Given a choice, would my soul say sure, send me back and let me try to salvage my son one more time, or would I say no, let me take a different path? Let me be a farmer's wife instead of a journalist. Let me have children and grandchildren I don't know in this life, but would love in that life. Or would I make another change and decide that one child was enough, that I could sacrifice the joy of knowing him to avoid the pain of losing him?
How many of us haven't dreamed of a do over? When we learn that high school isn't the end of the world, how many of us wouldn't like to go back and tell ourselves to go for it and not worry so much? When our marriage fell apart, wouldn't we like to have been able to rewind and never marry, or perhaps do something different in those early days that would have sent us down a different path? When tragedy strikes, wouldn't we love to change the course of events by doing something different, or at least taking the time to say the words we would have wanted to say?
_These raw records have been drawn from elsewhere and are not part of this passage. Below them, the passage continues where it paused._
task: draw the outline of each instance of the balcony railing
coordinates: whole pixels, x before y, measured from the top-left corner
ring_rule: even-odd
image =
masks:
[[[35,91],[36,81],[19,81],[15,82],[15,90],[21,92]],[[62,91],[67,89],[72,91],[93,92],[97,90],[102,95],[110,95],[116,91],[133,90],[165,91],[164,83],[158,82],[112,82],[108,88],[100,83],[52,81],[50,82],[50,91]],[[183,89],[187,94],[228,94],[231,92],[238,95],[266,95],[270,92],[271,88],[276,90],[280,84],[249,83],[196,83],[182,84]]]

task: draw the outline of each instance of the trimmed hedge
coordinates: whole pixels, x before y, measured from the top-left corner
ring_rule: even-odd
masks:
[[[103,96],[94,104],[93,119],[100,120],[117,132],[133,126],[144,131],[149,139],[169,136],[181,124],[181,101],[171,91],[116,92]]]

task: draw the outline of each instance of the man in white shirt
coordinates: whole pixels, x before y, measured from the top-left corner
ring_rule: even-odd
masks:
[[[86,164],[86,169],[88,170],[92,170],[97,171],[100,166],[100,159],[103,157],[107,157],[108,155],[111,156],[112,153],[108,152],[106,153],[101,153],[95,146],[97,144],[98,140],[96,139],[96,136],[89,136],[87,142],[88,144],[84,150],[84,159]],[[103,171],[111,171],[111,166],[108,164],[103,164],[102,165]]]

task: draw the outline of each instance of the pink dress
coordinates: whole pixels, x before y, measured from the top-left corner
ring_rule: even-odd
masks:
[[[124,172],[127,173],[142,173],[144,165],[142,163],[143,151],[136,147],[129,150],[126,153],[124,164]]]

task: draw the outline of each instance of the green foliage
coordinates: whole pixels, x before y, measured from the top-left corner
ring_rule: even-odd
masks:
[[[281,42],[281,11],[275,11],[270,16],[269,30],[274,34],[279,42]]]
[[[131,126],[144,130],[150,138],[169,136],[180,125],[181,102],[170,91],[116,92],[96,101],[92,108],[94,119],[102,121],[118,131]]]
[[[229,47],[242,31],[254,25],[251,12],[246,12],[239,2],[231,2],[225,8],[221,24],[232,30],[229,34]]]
I try to not be consumed by the what ifs, but that flash of deja vu sent me to wondering and made me a quiet dinner companion.
Would I risk the happiness I have now -- the man I love, my daughter and son-in-law, the three Es -- for a life with the potential for less sorrow? Would I trade the successes and disasters that have brought me to where I am now to change those bits of my life that hurt so bad? Could I choose never to know Ethan, if I knew that loving him would lead to so much pain?
It would be nice to get to live our lives over and over until we get them right, wouldn't it? To have the chance to start over at each point that we knew we screwed up and have that opportunity instead of the one we took, and if that one didn't work out either, go back and choose again.
But this isn't a dress rehearsal, it's the time we're given. It slips through our fingers like sand to pile around our feet and cause us to stumble through our past mistakes, clinging to us like the last remnants of a beach trip as we try to brush away the bad choices.
My flight of fancy came to a lurching halt on the idea of trading what I have for what I might have had. A beautiful, headstrong, slightly OCD daughter, a son-in-law with the same quirky sense of humor our family shares, three precious beyond words granddaughters and a man who loves me as I could only dream of being loved are beyond priceless, too great of a treasure to gamble on a different happily ever after.
The memories of a blue-eyed boy with white blond hair, who grew into a troubled young man with a big heart and a demon on his back are equally precious. Although there will be no aging and no happily ever after for him in this life, I would not undo his birth to save myself a bit of pain, although, if I could change it to save him I surely would.
The sense of having been there lingered, but I knew that even knowing where life has taken me, I would have to take the same path again, hoping things would be different and that Ethan would choose a different path of his own.